True Colors DANCE 2024にデロイトトーマツグループの3名のコンサルタントが伴走。関係者を集めたワークショップ形式でのロジックモデルの策定からアンケート設計、期中・期末のインタビューまでをプロボノで実施。プロジェクト参加者に起きた気づきを分析しました。

本文

2023年12月から2024年3月まで計11回のリハーサルを経て、3月7日のNHKホールの舞台で新しい学校のリーダーズとの本番を迎えたTrue Colors DANCE 2024
車いすユーザー、ろう者、ダウン症等を含む多様な学生たち26名が参加した同プロジェクトは、学生たちに多様な背景を持つ同世代と一緒にひとつの作品をつくることを通じて、自分とちがう特徴をもったさまざまな他者とのチームワークの面白さに気づいてもらうことや、ちがいを超えて他者とつながり合うことができる成功体験を得てもらいたいと考えて実施したものです。学生たちがまぜこぜになりながら一つの舞台制作に取り組む、True Colors Festivalの新フェーズのパイロット事業と位置づけて、実施しました。
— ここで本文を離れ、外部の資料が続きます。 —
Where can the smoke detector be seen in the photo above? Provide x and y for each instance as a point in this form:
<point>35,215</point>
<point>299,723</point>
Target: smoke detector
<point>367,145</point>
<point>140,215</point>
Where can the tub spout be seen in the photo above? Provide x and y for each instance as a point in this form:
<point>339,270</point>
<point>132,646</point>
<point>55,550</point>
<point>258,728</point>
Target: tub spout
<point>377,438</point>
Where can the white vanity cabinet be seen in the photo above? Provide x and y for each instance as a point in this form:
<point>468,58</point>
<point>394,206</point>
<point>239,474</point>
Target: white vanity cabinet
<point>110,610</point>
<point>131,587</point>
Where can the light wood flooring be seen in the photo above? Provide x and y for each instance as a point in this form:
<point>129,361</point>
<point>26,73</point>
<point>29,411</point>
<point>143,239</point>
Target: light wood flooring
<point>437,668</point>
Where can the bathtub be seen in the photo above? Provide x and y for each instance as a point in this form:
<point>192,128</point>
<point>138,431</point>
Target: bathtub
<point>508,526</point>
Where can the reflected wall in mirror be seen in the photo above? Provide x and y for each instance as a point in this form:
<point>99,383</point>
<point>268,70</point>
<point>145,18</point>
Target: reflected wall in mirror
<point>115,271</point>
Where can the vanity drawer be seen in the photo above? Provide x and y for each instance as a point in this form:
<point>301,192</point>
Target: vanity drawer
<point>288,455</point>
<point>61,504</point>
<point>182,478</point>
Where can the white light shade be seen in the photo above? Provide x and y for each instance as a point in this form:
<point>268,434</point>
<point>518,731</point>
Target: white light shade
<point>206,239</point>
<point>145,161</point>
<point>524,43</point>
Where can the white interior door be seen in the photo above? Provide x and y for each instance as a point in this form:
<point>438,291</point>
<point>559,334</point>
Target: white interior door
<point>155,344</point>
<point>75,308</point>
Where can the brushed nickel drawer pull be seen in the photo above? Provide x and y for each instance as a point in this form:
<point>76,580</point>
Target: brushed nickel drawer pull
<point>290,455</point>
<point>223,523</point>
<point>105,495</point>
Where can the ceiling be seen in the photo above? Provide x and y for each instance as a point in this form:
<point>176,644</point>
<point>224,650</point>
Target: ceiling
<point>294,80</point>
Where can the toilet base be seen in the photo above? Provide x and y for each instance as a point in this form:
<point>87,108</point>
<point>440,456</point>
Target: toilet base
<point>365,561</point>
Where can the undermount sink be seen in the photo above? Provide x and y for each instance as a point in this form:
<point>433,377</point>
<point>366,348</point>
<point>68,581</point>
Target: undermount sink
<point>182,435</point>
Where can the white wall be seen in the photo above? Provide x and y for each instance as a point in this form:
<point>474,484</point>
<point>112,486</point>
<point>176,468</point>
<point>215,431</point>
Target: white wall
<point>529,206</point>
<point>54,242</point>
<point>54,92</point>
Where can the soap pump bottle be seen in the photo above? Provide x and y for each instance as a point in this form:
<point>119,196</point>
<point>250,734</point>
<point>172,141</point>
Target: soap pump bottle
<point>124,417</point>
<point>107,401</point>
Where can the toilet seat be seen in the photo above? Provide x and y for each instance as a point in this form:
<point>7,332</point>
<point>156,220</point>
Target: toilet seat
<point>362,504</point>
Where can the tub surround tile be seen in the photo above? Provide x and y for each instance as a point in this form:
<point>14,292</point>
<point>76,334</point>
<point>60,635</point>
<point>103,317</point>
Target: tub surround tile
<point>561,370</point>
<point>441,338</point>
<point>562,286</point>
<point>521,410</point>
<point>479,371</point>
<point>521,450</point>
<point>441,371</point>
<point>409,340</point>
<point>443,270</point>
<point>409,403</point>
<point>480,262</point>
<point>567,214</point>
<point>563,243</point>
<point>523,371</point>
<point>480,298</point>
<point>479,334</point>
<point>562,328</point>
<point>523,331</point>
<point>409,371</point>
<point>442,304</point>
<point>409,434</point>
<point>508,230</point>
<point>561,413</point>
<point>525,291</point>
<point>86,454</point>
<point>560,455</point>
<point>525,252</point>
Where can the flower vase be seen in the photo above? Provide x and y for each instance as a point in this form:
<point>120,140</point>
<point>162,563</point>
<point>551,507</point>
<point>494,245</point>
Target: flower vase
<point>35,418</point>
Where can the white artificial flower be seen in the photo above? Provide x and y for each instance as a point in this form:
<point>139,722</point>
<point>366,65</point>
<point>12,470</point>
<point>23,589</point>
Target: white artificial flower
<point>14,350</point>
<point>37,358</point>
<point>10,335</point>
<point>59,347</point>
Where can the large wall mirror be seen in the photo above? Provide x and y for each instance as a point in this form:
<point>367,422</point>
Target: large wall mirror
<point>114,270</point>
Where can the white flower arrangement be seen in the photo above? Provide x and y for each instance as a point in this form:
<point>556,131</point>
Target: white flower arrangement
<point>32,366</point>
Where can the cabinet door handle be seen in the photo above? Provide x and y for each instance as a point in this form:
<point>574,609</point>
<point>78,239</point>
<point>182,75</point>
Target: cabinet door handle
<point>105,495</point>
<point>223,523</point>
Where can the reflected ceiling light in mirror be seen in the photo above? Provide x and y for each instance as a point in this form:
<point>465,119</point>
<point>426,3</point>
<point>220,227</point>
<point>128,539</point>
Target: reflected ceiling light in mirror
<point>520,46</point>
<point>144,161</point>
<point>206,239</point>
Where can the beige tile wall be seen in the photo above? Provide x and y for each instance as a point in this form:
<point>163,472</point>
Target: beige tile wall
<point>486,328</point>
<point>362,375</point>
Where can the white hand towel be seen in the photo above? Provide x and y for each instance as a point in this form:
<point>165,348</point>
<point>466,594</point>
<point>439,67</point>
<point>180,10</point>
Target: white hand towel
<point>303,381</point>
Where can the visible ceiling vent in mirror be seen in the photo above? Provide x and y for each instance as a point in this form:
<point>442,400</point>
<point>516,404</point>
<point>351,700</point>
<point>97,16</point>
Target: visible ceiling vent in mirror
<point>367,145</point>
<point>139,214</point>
参加学生たちやメンターたち、保護者のみなさんに「気づき」を引き起こすことを目指す同プロジェクトには、立ち上げ時からデロイトトーマツグループの永井希依彦さん、山﨑 遥さん、渋沢早弥さんに伴走いただき、私たちがもたらしたい「気づき」の具体化・精緻化、気づきをもたらすプロセスの構造化、プロジェクト期間中や終了後に「気づき」を測定するためのアンケートやインタビューの設計、インタビューの実施までを含めた広範かつ困難な一連のタスクをプロボノでご協力頂きました。報告書としてのとりまとめについては、タメンタイ合同会社の山本 功さんに行っていただきました。

また、レポートの中では、True Colors DANCE 2024の成果披露の場でもあった、True Colors SPECIAL LIVE 2024の来場者アンケートの分析も行っていただきました。 このレポートの内容を踏まえて、True Colors Festivalでは2024年度以降も、共創体験を通じて学生たちにさまざまな気づきをもたらすプログラムを展開してまいります。

2023年度 True Colors Festival事業 効果検証報告書はこちらからダウンロードできます。

注:スライド85「APPENDIX3:期中・期末におけるアンケート及びヒアリングデータ」のExcelファイルデータは公開しておりません。


報告書の完成に寄せて

アートプロジェクトに限らず、多くの社会的なプロジェクトの現場では、「対象とする人たちに対して所期の変化を起こすことができたのか」ということをじっくりと検証し、振り返るような余裕を持つことが難しい状況にあるのではないかと想像します。私たちもプロジェクトを走らせながら次期のプロジェクトを仕込むという仕事の仕方が常態化している中で、果たしてPDCAのサイクルをきちんと回すことができているかと考えると、心もとない状況がありました。そのような中で、アートプロジェクトや社会的インパクト評価に豊富な経験を持つコンサルタントの永井さん、山﨑さん、渋沢さんに伴走いただいたことは、この報告書の完成を待たずに、多くの気づきを私たちにもたらしてくださったと感じています。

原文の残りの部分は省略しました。